Jeff Carpenter was born in 1953 in Greenville, Delaware. He studied with the painter Tom Bostelle there and then went to the Rhode Island School of Design, where he earned a BFA Film, in 1976. His thesis project, a short animated film called Rapid Eye Movements played the Cannes, Berlin, Telluride and New York film festivals. His first gallery exhibition was in 1974 at the Richard Demarco Gallery in Edinburgh. His work has been shown at P.S.1, the Boston Museum of Fine Arts, the Museum of Contemporary Art/Denver, and the Centre Pompidou.

Artist's Statement

Every one of us has experienced, in dreaming, or daydreaming, or perhaps in art, imaginary ways of seeing reality. There are connections between things and aspects of our lives that cannot be well described rationally, a kind of beauty that doesn't usually appear in our day-to-day consciousness, except by surprise, but that provides a different and equally important way of perceiving our lives.
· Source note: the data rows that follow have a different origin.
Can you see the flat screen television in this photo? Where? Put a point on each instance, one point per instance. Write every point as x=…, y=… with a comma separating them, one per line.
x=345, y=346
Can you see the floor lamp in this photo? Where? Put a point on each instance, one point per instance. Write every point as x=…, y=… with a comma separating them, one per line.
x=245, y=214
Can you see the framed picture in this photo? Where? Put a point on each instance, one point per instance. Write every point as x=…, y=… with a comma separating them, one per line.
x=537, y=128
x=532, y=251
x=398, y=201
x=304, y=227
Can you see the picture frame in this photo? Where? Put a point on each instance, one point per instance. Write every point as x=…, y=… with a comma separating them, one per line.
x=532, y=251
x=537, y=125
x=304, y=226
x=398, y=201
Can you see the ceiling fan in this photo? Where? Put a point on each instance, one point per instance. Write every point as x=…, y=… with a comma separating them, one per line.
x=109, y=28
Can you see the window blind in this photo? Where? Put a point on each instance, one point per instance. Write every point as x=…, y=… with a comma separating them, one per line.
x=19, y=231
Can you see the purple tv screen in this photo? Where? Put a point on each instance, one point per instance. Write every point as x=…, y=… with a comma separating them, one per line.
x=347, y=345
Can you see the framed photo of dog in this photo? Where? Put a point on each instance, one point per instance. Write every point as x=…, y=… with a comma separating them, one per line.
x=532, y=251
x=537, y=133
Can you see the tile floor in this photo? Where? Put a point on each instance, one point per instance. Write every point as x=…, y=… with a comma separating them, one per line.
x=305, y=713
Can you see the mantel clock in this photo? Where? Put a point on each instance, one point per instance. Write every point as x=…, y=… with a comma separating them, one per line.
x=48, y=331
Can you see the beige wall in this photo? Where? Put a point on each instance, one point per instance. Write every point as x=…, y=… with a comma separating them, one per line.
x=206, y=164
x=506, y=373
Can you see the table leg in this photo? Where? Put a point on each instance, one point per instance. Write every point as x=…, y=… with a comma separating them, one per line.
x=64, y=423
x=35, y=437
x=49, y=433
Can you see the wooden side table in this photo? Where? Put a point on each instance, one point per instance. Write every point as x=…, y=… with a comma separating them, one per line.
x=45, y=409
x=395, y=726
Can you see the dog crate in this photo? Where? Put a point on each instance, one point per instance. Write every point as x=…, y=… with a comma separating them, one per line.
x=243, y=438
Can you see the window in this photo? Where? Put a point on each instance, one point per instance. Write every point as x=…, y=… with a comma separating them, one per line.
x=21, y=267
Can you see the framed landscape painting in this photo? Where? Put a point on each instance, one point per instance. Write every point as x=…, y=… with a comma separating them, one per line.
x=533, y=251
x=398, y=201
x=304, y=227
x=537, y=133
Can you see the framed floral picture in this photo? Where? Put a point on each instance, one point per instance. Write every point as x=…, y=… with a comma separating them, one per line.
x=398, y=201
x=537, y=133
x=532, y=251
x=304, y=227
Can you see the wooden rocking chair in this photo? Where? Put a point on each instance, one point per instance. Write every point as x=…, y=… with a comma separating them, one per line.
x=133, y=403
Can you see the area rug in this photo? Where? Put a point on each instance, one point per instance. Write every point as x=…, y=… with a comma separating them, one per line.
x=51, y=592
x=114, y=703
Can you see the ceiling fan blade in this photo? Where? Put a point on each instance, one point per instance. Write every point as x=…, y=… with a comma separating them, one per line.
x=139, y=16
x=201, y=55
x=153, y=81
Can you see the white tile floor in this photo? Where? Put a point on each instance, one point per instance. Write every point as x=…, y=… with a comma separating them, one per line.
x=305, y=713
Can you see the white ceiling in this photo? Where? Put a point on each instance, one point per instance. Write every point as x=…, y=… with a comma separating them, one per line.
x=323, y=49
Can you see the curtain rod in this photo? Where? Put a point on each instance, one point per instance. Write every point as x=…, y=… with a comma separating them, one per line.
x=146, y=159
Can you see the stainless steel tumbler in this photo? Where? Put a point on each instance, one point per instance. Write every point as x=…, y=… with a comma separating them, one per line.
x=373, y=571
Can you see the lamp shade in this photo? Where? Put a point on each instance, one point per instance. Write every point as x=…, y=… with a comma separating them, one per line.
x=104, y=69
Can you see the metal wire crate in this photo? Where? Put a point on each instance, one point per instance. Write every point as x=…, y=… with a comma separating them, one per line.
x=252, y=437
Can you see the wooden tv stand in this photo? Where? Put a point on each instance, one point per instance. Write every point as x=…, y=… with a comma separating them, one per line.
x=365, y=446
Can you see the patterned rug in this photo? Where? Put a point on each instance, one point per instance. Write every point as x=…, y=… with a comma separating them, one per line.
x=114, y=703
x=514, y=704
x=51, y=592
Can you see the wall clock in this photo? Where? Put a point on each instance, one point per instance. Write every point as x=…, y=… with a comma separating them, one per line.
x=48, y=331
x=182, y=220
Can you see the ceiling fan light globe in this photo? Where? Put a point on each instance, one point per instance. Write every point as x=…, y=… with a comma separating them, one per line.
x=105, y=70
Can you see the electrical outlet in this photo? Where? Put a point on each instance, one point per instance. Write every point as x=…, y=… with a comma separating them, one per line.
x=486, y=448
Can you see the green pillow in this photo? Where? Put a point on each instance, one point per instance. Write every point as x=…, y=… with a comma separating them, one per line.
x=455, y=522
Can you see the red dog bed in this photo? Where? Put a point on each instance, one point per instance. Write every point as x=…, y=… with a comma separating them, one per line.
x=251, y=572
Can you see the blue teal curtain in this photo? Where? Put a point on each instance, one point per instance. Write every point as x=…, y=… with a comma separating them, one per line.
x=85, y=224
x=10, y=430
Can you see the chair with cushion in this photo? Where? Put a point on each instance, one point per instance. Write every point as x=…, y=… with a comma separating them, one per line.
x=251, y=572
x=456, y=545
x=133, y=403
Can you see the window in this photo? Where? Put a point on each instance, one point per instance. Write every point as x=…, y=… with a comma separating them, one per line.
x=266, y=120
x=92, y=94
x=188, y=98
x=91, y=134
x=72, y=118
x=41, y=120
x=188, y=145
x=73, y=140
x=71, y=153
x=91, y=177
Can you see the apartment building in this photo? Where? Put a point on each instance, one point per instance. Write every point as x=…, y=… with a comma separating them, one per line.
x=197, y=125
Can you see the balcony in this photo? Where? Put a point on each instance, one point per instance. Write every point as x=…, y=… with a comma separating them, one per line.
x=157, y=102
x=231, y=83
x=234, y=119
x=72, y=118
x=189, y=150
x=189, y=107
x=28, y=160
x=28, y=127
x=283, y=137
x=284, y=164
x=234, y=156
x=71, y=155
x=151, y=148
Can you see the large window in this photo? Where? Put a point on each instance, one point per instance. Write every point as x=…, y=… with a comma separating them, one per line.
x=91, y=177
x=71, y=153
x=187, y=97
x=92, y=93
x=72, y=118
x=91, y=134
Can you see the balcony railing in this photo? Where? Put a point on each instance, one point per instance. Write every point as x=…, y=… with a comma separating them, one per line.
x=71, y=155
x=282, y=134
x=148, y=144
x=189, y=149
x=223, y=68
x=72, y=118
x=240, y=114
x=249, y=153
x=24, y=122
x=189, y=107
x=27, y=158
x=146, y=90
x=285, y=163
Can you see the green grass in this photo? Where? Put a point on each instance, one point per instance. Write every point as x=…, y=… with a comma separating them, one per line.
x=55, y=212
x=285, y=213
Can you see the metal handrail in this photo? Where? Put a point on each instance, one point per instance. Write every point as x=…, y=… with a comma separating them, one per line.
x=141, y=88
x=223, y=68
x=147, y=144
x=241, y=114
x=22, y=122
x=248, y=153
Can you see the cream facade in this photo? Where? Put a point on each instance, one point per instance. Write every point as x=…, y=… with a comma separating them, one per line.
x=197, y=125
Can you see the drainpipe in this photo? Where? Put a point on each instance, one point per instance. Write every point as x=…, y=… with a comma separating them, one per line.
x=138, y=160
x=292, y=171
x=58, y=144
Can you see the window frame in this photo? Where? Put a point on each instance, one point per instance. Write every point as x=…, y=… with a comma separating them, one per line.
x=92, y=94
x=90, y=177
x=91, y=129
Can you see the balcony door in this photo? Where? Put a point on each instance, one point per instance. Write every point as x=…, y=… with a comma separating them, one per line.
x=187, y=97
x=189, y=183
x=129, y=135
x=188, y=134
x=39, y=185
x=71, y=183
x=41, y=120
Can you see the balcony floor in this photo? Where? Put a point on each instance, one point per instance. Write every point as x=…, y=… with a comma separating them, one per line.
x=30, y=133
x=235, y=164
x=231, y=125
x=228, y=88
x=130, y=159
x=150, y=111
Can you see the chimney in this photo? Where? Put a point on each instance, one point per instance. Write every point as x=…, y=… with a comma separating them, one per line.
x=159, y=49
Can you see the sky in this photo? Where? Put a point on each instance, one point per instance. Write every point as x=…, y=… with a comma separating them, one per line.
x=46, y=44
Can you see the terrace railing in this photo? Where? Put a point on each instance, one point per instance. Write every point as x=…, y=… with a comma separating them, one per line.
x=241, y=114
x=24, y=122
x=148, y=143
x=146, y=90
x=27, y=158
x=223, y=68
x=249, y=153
These impressions may be sparked anew, like a déja vu, by imagery that resonates in that same archetypal way. It’s important to remain aware of this other way of seeing, this language of the imagination; it helps us to expand the way in which we live, because the definitions by which we live are themselves the product of the cultural imaginary.

If you daydream a memory of a wonderful day it’s rarely just one “snapshot” that you summon, it’s many images - perhaps the full panorama, the light in her eyes, the wind in the leaves - all layered one on top of each other. If the construction of those layers is apparent in the final piece, if the artist’s hand is seen or even just felt, then I think it opens the door to allow the viewer to stand in the artist’s shoes, to feel in direct, first-person terms, the subconscious narrative threads that are weaving together in the work. In some of these paintings, I’ve made layers with implied transparency, and with the Plexiglas paintings I’ve painted the layers on separate transparent panels in semi-transparent acrylic paint.

The real pleasure in conjuring up the memory is not in any one part as much as it is in slipping through the images. I pursue that subconscious effect; to align images in a way that tricks the mind to flicking from one image to the next, back and forth, a mental flickering that is slightly beyond our control. Art that induces a momentary wobble of perception that triggers the subconscious. 

The solace of the work of an artist lies in this, that only there, in the silences of the work can reality be reordered, rediscovered, and made to show its significant side. Our common actions in reality are simply the sackcloth covering which hides the cloth-of-gold – the meaning of the pattern. For artists there waits the joyous compromise through art with all that wounded us, or defeated us, or distracted us in daily life; in this way, not to evade destiny, as the day-to-day leads one to do, but to fulfill it in its true potential: sublime, elusive, ineffable, and so easily misplaced.